Landgericht Stuttgart: Die Angeklagte verdeckt ihr gesicht zum Prozessauftakt. (Mann auf Auto mitgeschleift) (Foto: SWR, Katja Trautwein)
Die Angeklagte gilt als vernehmungsfähig. Das hat ein Experte extra bestätigt.

Verhältnis von Opfer und Angeklagter war offenbar schwierig

Die Schwester des Verstorbenen ist in dem Prozess als Nebenklägerin und Zeugin dabei. Der Presse gegenüber sprach sie von einer "On-Off-Beziehung" zwischen ihrem Bruder und der Angeklagten. Laut einem Sprecher der Staatsanwaltschaft Stuttgart konnte bei den Ermittlungen nicht festgestellt werden, ob die beiden Personen zum Tatzeitpunkt liiert waren oder nicht.

Die Angeklagte selbst sagte aus, dass die Beziehung konfliktreich war, sie sich aber häufig sahen. Sie hätten beide Drogen konsumiert. Und obwohl er nicht gewalttätig geworden sei, habe sich die Frau von ihm bedroht gefühlt.
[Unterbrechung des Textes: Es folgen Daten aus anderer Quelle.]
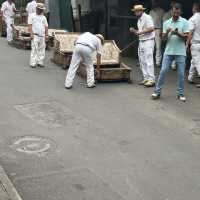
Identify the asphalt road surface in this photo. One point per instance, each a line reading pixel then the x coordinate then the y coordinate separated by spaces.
pixel 110 143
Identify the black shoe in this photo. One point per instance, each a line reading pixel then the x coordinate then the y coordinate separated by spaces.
pixel 92 86
pixel 198 85
pixel 155 96
pixel 41 66
pixel 68 88
pixel 181 98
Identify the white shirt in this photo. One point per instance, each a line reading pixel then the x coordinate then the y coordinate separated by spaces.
pixel 38 22
pixel 46 2
pixel 31 7
pixel 167 15
pixel 8 9
pixel 90 40
pixel 157 15
pixel 194 25
pixel 144 22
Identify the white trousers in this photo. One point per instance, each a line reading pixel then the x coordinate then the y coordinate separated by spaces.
pixel 9 29
pixel 145 53
pixel 38 46
pixel 81 55
pixel 158 43
pixel 195 62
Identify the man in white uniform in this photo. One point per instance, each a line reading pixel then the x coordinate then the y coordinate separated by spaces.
pixel 85 46
pixel 38 28
pixel 157 14
pixel 46 3
pixel 146 36
pixel 31 8
pixel 194 41
pixel 8 11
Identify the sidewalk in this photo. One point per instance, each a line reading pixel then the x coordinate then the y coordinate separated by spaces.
pixel 7 190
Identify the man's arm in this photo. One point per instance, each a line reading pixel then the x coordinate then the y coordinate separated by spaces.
pixel 30 30
pixel 147 30
pixel 165 35
pixel 183 36
pixel 98 61
pixel 46 33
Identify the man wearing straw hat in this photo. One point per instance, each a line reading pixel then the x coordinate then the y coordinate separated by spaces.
pixel 38 28
pixel 146 36
pixel 31 8
pixel 85 46
pixel 8 11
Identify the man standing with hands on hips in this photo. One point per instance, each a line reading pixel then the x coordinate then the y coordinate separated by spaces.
pixel 8 11
pixel 146 36
pixel 38 28
pixel 175 32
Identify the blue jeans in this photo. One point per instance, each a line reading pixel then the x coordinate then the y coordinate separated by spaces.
pixel 166 64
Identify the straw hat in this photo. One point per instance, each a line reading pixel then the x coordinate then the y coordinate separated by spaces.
pixel 101 37
pixel 138 8
pixel 40 6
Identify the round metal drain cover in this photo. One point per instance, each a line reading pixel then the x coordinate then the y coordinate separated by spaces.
pixel 33 145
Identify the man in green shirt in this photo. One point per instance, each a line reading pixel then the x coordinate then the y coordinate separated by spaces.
pixel 175 32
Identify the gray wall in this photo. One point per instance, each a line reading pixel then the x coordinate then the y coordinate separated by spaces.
pixel 54 21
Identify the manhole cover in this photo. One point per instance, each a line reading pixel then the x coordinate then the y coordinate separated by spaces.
pixel 32 145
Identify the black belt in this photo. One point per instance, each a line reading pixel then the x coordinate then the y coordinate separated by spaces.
pixel 196 42
pixel 37 35
pixel 87 45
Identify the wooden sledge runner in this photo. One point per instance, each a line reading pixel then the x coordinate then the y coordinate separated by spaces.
pixel 111 69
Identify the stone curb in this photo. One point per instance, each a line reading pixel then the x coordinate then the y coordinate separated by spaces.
pixel 7 189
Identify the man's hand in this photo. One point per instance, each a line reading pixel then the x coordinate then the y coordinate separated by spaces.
pixel 46 38
pixel 98 73
pixel 133 30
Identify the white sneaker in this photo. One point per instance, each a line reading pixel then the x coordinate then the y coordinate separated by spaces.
pixel 182 98
pixel 155 96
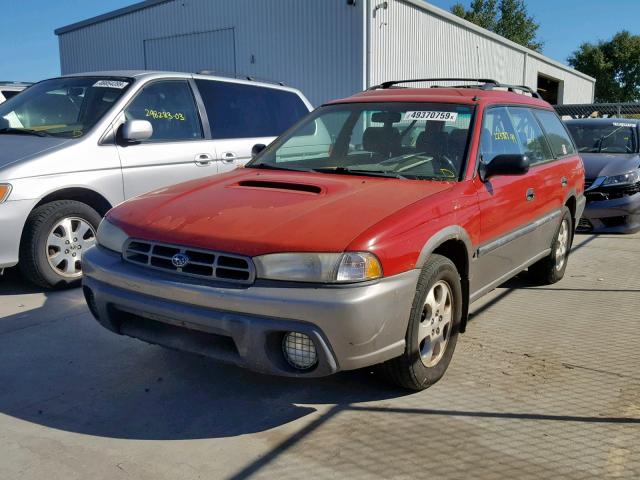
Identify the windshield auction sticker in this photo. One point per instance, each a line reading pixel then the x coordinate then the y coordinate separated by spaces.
pixel 432 116
pixel 111 84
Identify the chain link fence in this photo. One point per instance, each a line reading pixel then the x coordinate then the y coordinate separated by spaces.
pixel 599 110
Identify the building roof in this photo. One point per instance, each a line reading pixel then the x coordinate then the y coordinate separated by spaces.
pixel 421 4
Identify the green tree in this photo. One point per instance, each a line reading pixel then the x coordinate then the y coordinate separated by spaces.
pixel 508 18
pixel 615 64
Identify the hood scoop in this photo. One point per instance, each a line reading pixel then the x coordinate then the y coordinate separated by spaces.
pixel 281 186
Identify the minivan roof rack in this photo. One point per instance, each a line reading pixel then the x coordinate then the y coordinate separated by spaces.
pixel 485 84
pixel 240 77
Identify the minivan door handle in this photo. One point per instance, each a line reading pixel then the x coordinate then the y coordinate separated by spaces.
pixel 229 157
pixel 531 194
pixel 203 159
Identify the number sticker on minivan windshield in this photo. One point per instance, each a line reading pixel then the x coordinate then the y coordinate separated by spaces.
pixel 434 116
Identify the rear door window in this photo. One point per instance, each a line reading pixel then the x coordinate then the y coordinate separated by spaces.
pixel 557 134
pixel 245 111
pixel 171 109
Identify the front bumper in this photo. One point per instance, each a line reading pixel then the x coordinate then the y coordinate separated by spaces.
pixel 620 215
pixel 13 216
pixel 352 326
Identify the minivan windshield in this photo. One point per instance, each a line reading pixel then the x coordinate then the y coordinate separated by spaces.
pixel 400 140
pixel 62 107
pixel 616 137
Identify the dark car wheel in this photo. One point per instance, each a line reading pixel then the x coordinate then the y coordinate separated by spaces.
pixel 551 269
pixel 55 236
pixel 433 327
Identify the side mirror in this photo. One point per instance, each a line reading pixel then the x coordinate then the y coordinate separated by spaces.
pixel 504 165
pixel 136 131
pixel 257 148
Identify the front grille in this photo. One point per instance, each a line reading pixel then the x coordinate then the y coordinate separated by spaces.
pixel 190 262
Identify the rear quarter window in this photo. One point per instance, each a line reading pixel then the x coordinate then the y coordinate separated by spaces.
pixel 557 135
pixel 245 111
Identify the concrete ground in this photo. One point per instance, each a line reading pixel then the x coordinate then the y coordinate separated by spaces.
pixel 545 384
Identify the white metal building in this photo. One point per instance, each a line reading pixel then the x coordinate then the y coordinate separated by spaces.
pixel 326 48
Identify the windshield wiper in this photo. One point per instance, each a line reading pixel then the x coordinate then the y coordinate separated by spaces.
pixel 23 131
pixel 353 171
pixel 271 166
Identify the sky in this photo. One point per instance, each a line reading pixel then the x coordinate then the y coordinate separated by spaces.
pixel 29 48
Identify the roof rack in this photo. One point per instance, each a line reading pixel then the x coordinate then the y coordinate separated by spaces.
pixel 485 84
pixel 240 77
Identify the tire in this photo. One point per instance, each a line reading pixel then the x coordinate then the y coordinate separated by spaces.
pixel 551 269
pixel 54 237
pixel 422 363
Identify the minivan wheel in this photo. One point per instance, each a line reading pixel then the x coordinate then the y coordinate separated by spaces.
pixel 55 236
pixel 551 269
pixel 433 327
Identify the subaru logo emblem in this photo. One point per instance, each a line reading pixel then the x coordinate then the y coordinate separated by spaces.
pixel 179 260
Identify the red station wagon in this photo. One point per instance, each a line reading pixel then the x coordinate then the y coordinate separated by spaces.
pixel 359 237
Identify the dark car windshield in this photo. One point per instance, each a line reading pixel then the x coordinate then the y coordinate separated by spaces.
pixel 616 137
pixel 62 107
pixel 402 140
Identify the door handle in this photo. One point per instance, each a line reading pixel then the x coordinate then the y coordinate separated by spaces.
pixel 203 159
pixel 531 194
pixel 229 157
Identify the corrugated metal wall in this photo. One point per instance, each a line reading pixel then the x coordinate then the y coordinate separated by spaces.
pixel 313 45
pixel 409 42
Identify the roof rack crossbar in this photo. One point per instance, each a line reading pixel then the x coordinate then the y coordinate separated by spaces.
pixel 485 84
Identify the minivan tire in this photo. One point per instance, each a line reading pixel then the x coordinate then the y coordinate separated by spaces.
pixel 548 270
pixel 34 248
pixel 410 370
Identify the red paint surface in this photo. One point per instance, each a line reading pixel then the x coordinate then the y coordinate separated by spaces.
pixel 389 217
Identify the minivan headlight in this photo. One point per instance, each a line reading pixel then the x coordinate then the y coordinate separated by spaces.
pixel 628 178
pixel 319 267
pixel 111 237
pixel 5 190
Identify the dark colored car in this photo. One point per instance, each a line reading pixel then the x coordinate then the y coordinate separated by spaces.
pixel 359 237
pixel 610 151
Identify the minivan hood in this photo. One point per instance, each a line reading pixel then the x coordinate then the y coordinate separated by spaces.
pixel 14 148
pixel 608 164
pixel 253 212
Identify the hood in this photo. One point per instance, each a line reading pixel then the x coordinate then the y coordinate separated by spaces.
pixel 14 148
pixel 608 164
pixel 253 212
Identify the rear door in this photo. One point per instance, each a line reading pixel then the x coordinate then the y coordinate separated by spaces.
pixel 177 151
pixel 509 206
pixel 241 115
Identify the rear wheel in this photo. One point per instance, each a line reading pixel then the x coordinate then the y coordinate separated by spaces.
pixel 433 327
pixel 551 269
pixel 55 237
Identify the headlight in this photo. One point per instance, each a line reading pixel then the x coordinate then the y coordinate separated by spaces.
pixel 628 178
pixel 111 237
pixel 319 267
pixel 5 190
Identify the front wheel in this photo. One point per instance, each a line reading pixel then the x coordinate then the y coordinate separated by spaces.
pixel 55 237
pixel 551 269
pixel 433 327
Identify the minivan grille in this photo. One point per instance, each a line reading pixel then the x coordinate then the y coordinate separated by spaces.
pixel 191 262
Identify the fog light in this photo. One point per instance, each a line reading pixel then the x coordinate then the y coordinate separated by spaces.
pixel 299 350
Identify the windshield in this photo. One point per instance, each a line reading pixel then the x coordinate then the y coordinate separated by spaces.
pixel 402 140
pixel 61 107
pixel 617 137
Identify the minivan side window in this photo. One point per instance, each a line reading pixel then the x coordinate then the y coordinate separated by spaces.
pixel 557 134
pixel 171 109
pixel 531 137
pixel 237 110
pixel 498 135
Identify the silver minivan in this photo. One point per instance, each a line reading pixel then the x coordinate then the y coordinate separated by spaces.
pixel 73 147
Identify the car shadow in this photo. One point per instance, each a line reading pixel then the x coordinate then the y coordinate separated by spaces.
pixel 60 369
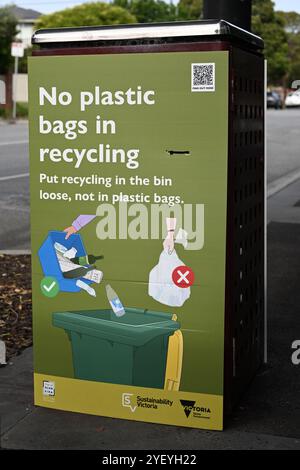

Angeklagte für verhandlungsfähig erklärt

Die 34-jährige Angeklagte wurde zum Prozessauftakt als verhandlungsfähig eingestuft. Das wurde von einem Sachverständigen vor Gericht bestätigt. Auch die Angeklagte selbst wolle, dass der Prozess nun beginne, teilte ihr Verteidiger mit. Die Frau war anfangs zur Untersuchungshaft in einem Gefängnis untergebracht. Zuletzt wurde sie in das Justizvollzugskrankenhaus Hohenasperg (Kreis Ludwigsburg) verlegt.

Die Anklage der Staatsanwaltschaft lautet: Verdacht auf Totschlag und einen vorsätzlichen gefährlichen Eingriff in den Straßenverkehr. Die Staatsanwaltschaft Stuttgart erwartet daher eine Strafe von mindestens fünf Jahren.

Nach der Verlesung der Anklage kam es am ersten Prozesstag zu einer einstündigen Unterbrechung der Verhandlung. Grund: Der Verteidiger hat nach eigenen Angaben erst zehn Minuten vor Prozessbeginn ein erwartetes Gutachten erhalten. Das wolle er mit der Angeklagten erst noch einmal anschauen.